PROLOGUE 1991
On the day of the memorial service, Dennis Griffin stood on the lakeshore, under a cold gray sky, facing the water. The whine of a chainsaw echoed somewhere along the shore. The air smelled like pine, wood smoke, and the coming winter.
When the chill got to him, he went inside.
He avoided the post-funeral supper and went instead to the flagstoned entry hall where the guests had hung their coats. He searched through the pockets, stuffing any cash or items of interest he found in his own jacket pockets.
They had arrived yesterday. Dennis had watched from inside the garage as Brenna emerged from the car and embraced her mother, Meg. He’d watched intently as Brenna’s little girl, Sadie, stepped out of the back seat but stayed close to the car, looking uncertain, until Meg went to her, scooped her up, and took her inside.

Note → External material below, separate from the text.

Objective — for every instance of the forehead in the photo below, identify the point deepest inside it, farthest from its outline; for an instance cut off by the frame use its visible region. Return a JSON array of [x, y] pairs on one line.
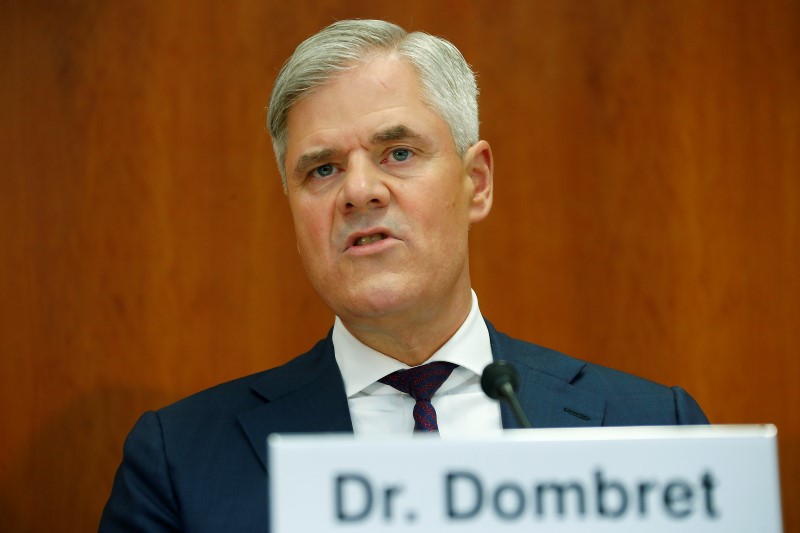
[[358, 102]]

Now, in the front hall, he discovered a black leather purse on a hook behind a dark green coat. The subdued tones of the assembled guests’ voices drifted in, but no one came to disturb him. Dennis listened and tried to make out words; he couldn’t. He stuck his hand in the purse, rummaging around. He pulled out a red eel-skin wallet, unsnapped it, and found Brenna’s driver’s license picture staring back at him. She didn’t have any cash in her wallet, just photos and credit cards. There was a Mastercard; a Chevron gas card; and a professional-looking wallet-size portrait of Brenna, her husband, Peter, and Sadie seated in a grove of trees, smiling. When Dennis could stand to look no longer, he dropped the wallet back into Brenna’s purse.
He sifted through the rest of her things. There was a hairbrush, key ring, packet of Kleenex, pack of Virginia Slims, and a lighter. He spun the wheel on the lighter and it lit up; he put it in his pocket. He removed a snarled ball of hair from her brush and put that in his pocket too. At the bottom of her bag was a small silver flask. Dennis unscrewed the cap and sniffed. He smelled nothing. He took a swig just as he heard his wife calling his name. He tasted vodka.
“Dennis? . . . Dennis?”
The sound of her footsteps got louder. He dropped the flask back into the purse and slipped out the front door into the oncoming evening. He ran silently across the driveway and up the stairs to their apartment above the garage. In the bedroom, he retrieved a leather briefcase (with his initials, DEG, embossed on it) from under the bed, and opened it with a small key he got from his sock drawer. He took the hairball out of his pocket and dropped it into the briefcase. He locked it and placed it back under the bed.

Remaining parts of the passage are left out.